De acordo com o estudo “Top Health Industry Issues of 2016”, da consultoria PwC, o número de pessoas que utilizam aplicativos em seus smartphones para monitorar a própria saúde, em todo o mundo, cresceu de 16% a 32%, entre 2013 e 2015. Para João Carlos Lopes Fernandes, professor do curso de engenharia da computação do Instituto Mauá de Tecnologia, essa expansão seguirá em alta. “Aplicativos para dispositivos móveis são cada dia mais rápidos e estão disponíveis a um clique, a maioria de forma gratuita. No setor de Saúde, são utilizados, por exemplo, para possibilitar aos médicos acompanhar pacientes de forma dinâmica, em tempo real, por meio de seus celulares, podendo atendê-los de forma mais rápida em suas próprias casas, empregos ou em qualquer lugar que tenha sinal de internet.”

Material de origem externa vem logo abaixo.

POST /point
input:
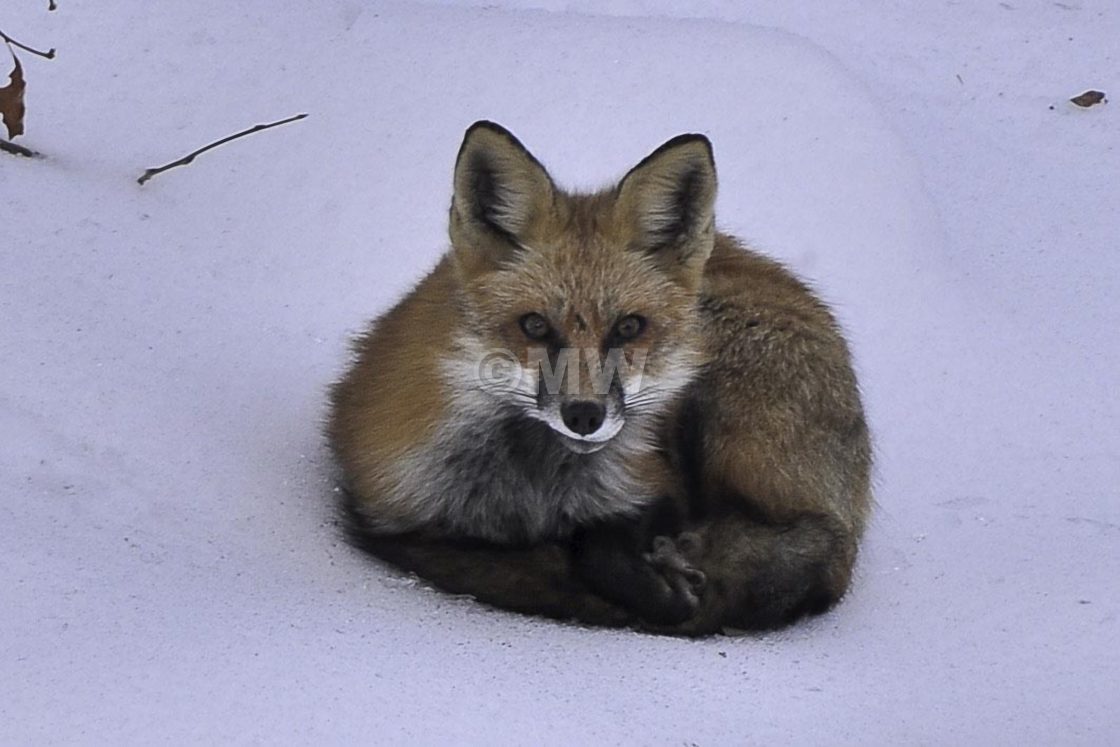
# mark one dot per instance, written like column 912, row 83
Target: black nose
column 582, row 417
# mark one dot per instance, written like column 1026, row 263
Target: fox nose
column 582, row 417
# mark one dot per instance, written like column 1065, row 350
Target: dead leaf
column 11, row 101
column 1089, row 99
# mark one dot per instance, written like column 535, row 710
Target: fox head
column 587, row 301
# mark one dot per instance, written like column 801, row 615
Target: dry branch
column 189, row 157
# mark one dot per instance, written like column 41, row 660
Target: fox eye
column 535, row 326
column 630, row 327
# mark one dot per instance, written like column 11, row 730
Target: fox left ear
column 668, row 205
column 502, row 194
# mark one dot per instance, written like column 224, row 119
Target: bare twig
column 9, row 147
column 189, row 157
column 49, row 54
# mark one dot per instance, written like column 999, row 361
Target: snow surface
column 169, row 565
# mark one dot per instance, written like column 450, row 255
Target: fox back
column 598, row 407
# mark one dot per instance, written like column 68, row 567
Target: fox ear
column 668, row 203
column 501, row 192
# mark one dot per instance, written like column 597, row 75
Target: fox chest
column 514, row 482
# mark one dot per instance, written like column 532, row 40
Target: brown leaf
column 11, row 101
column 1089, row 99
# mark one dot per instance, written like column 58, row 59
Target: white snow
column 169, row 566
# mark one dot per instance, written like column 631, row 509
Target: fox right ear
column 501, row 192
column 668, row 204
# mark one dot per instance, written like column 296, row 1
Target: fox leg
column 635, row 563
column 539, row 579
column 764, row 576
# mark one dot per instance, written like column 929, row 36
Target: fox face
column 581, row 308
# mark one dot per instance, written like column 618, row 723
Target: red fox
column 598, row 408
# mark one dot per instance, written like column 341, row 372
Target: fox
column 598, row 408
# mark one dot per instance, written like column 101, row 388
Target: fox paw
column 684, row 582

Conforme Fernandes, um dos objetivos dessa inovação em Saúde é reduzir a incidência de pacientes que buscam informações sobre doenças e sintomas na internet, sem se certificar de que a fonte é segura. Os aplicativos, por sua vez, são desenvolvidos e avaliados levando em consideração o critério médico, portanto, são indicados para se obter conhecimentos gerais de saúde, acompanhar o histórico médico, fazer anotações que poderão ser úteis no momento da consulta ou apenas para obter dicas diárias de alimentação e exercícios, por exemplo. “Com tantas opções, os aplicativos trazem autonomia ao paciente e o ajudam a gerir o cuidado com sua própria saúde”, destaca o especialista.

O professor também explica que a medicina móvel (e-Health) já é realidade entre médicos e pacientes, com diversos aplicativos que facilitam essa interação. Os mais simples avisam a hora de tomar os remédios; os mais sofisticados podem controlar os batimentos cardíacos e enviar dados para médicos e equipes de socorro; e muitos outros permitem, ainda, que o profissional  mantenha contato online.

Paciente no centro

A inovação em Saúde proporcionada pelos apps pode fazer parte de uma estratégia de assistência que coloca o paciente no centro do negócio. Com as informações obtidas, ressalta o professor, é possível desenvolver softwares específicos para monitorar grupos de risco e praticar a medicina preventiva, apontada como uma tendência para o futuro do setor.

Na avaliação de Fernandes, essas e outras tecnologias na Saúde irão permitir mudanças profundas nas organizações. “Elas serão mais focadas no compartilhamento das responsabilidades do tratamento com o paciente. Será possível personalizar a medicina, ampliando a qualidade da entrega dos serviços, além da racionalização dos custos”, cita o especialista.

Essa redução se dá, segundo Fernandes, porque o paciente tem muito mais informações à disposição, portanto, é mais difícil negligenciar o tratamento, mesmo que signifique promover mudanças de hábitos de alimentação ou atividade física, por exemplo. Sendo assim, é mais simples monitorá-lo, evitando procedimentos como internações ou cirurgias, que têm custo mais elevado. Essa estratégia pode ajudar no delicado equilíbrio entre a qualidade do atendimento e os recursos finitos.